Rule of thumb: paste first, milk second. Never tip raw matcha powder straight into a glass of cold milk and expect it to dissolve — it won't.
Sweetener options
Matcha has a savory, vegetal edge that many people like to soften, and almond milk is less sweet than dairy, so a touch of sweetener is common. Good choices:
- Honey or maple syrup — dissolve easily and add their own warmth; stir into the hot paste so they blend fully.
- Simple syrup or agave — the cleanest option for iced drinks because they mix without heat.
- Vanilla — a few drops of vanilla extract or syrup flatters the nuttiness of almond milk.

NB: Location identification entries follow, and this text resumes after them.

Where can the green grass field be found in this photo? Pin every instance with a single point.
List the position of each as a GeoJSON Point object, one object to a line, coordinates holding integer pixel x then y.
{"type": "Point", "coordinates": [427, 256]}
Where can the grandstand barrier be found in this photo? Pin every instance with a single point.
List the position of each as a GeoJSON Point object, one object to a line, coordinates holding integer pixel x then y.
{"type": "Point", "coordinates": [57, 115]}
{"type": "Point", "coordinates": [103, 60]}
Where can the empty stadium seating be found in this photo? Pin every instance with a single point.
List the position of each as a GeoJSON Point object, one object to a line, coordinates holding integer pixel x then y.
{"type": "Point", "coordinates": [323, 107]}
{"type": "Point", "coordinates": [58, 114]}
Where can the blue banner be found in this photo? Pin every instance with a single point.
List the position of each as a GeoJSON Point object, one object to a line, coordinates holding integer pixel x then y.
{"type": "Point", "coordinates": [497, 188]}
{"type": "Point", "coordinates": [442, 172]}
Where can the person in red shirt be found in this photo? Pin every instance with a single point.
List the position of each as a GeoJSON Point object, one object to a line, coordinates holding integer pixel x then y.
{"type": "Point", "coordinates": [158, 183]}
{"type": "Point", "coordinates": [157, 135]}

- Nothing at all — a well-made matcha with a naturally sweetish oat or coconut milk often needs no sugar.
Add sweetener gradually and taste as you go; it's easy to bury the tea. If your matcha tastes harshly bitter no matter what, the usual culprits are water that was too hot or a coarse, lower-quality powder rather than the milk.
Hot or iced, and a few variations
The same paste works both ways. For a hot almond milk matcha latte, top the paste with steamed almond milk; for iced, pour cold almond milk over ice and float the paste on top for that layered look, then stir. From there it's easy to riff: a coconut matcha latte for something tropical, a splash of vanilla for a dessert-like cup, or a lighter, tea-forward drink by using less milk and more water. If you're new to the powder itself and want the fundamentals of what matcha is and where it comes from, start with our explainer on what matcha is.
An almond milk matcha latte is a small lesson in how much the milk matters. Change nothing but the carton and the same whisked green tea becomes nuttier, lighter, or creamier — so it's worth keeping a couple of options in the fridge and matching the milk to the mood. Get the paste smooth, warm the milk gently, and you'll have a café-quality cup with whatever plant milk you like best.